Large language models (LLMs) have proven capable of generating new research ideas at the expert level. Moreover, according to a new study, these ideas turned out to be more original and interesting than those proposed by experts. This calls into question the uniqueness of human intelligence in the field of scientific innovation and opens new horizons for the development of AI in the scientific community.
Advances in large language models have sparked a wave of enthusiasm among researchers. It turns out that AI models such as OpenAI’s ChatGPT and Anthropic’s Claude are capable of independently generating and confirming new scientific hypotheses. It was believed that the creation of new knowledge and making scientific discoveries are the exclusive prerogative of humans, in contrast to the mechanical combination of AI knowledge from training data. However, having already supplanted humans in the areas of artistic expression, music, and programming, AI has now taken aim at science, showing the ability to generate research ideas that are, on average, newer than those proposed by scientists.

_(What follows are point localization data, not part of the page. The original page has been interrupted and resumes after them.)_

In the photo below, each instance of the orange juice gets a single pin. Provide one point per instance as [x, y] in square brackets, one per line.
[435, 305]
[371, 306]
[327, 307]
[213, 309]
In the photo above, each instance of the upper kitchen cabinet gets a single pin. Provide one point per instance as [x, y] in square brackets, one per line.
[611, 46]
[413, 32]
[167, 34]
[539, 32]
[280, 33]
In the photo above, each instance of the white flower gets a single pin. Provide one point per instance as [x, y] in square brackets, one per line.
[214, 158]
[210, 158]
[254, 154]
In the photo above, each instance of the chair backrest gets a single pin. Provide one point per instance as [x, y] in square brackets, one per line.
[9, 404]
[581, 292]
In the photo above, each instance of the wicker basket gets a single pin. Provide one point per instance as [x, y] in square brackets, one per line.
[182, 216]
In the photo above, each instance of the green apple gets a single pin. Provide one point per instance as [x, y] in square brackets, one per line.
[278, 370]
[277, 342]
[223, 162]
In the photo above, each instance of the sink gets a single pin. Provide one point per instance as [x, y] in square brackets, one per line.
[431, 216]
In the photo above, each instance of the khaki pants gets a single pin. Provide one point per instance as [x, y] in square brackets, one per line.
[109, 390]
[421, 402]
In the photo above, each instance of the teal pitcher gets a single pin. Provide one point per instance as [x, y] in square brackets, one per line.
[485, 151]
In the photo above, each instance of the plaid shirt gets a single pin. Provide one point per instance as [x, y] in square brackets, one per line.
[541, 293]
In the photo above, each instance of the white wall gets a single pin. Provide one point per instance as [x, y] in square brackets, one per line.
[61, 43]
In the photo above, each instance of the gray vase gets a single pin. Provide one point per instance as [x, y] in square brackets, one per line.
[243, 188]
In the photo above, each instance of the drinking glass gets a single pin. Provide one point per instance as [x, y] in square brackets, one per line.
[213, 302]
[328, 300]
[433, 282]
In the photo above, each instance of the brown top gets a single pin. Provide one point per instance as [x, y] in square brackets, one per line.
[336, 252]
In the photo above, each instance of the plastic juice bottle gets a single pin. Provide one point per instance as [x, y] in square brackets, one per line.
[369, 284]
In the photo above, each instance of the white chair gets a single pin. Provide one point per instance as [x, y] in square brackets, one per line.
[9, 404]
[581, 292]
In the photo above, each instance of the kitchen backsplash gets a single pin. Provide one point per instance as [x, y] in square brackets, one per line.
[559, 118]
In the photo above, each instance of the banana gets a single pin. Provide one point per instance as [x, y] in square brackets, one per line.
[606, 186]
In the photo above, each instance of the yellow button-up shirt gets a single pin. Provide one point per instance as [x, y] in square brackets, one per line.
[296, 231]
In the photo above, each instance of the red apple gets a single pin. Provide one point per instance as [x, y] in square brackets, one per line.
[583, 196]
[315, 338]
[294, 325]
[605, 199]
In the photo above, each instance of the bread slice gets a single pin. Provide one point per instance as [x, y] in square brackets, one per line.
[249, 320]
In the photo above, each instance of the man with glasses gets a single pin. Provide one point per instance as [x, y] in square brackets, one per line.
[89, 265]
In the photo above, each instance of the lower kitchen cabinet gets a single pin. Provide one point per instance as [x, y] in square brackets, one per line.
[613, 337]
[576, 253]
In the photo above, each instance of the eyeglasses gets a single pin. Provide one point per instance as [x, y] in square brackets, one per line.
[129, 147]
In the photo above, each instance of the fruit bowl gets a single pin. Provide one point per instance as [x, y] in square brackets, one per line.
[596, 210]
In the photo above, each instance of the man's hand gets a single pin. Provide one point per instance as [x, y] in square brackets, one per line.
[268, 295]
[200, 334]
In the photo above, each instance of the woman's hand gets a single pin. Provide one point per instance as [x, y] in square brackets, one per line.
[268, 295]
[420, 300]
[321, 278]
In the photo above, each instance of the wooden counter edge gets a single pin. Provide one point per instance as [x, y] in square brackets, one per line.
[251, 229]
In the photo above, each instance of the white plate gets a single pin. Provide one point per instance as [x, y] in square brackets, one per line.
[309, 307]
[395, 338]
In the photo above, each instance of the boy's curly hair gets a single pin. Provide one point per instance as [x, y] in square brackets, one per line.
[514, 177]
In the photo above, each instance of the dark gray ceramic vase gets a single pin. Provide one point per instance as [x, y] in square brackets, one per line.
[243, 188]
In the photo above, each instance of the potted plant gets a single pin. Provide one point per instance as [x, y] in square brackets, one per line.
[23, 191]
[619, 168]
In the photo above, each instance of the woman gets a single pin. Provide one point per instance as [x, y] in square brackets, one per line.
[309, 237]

To test this hypothesis, research was conducted in the field of natural language processing (NLP). NLP is a field of AI that deals with communication between humans and AI in a language that both parties understand. It covers not only basic syntax, but also the nuances of language, understanding of context, and, more recently, even verbal tone and emotional nuances of speech. The study involved 100 NLP experts (PhDs and doctors from 36 different institutes), who entered into a kind of scientific competition with “idea agents” based on LLM. The goal was to find out whose research ideas would be more original, interesting and feasible.
To ensure the integrity of the experiment, 49 experts formulated ideas on 7 specific topics in the field of NLP, while an AI specially trained by the researchers generated ideas on the same topics. To motivate brainstormers to produce quality ideas, $300 was paid for each concept the experts proposed, and each of the top five human ideas received an additional $1,000. Once the project was completed, LLM was used to standardize the writing styles of each paper while maintaining the original content to even the odds and make the research as unbiased as possible.
All submitted papers were then reviewed by 79 external experts who blindly assessed all research ideas. The panel of experts submitted 298 reviews, giving each idea two to four independent reviews. The results were amazing. AI-generated ideas received statistically significantly higher ratings for novelty and excitement compared to human ideas. However, AI ideas were slightly lower in feasibility and slightly higher in effectiveness than human ideas, although these differences were not statistically significant.
The study also revealed some shortcomings in AI performance, such as a lack of diversity of ideas. Even with clear instructions not to repeat themselves, the AI quickly forgot about it. Additionally, the AI was unable to consistently test and evaluate ideas and received low scores for agreeing with human judgments. It is important to note that the study also revealed certain limitations in the methodology. In particular, assessing the “originality” of an idea, even by a group of experts, remains subjective, so it is planned to conduct a more comprehensive study in which ideas generated by both AI and humans will be fully formalized into projects, which will allow for a more in-depth study of their impact in real life. scenarios. However, the first results of the study are certainly impressive.
Today, when AI models, although becoming incredibly powerful tools, they still suffer from their unreliability and tendency to “hallucinate,” which in the context of a scientific approach that requires absolute accuracy and reliability of information becomes critical. By some estimates, at least 10% of scientific papers are now co-authored by AI. On the other hand, do not underestimate the potential of AI to accelerate progress in some areas of human activity. A striking example of this is DeepMind’s GNoME system, which in a few months has achieved the equivalent of about 800 years of research in materials science, generating the structure of about 380,000 new inorganic crystals, capable of revolutionizing a variety of fields.
AI is now the fastest growing technology humanity has ever seen, and so it is reasonable to expect that many of its shortcomings will be corrected within the next couple of years. Many AI researchers believe that humanity is approaching the birth of general superintelligence—the point at which general-purpose AI will surpass human expertise in virtually every field. The ability of AI to generate more original and exciting ideas than scientists can lead to a rethinking of the process of scientific discovery and the role of humans in it.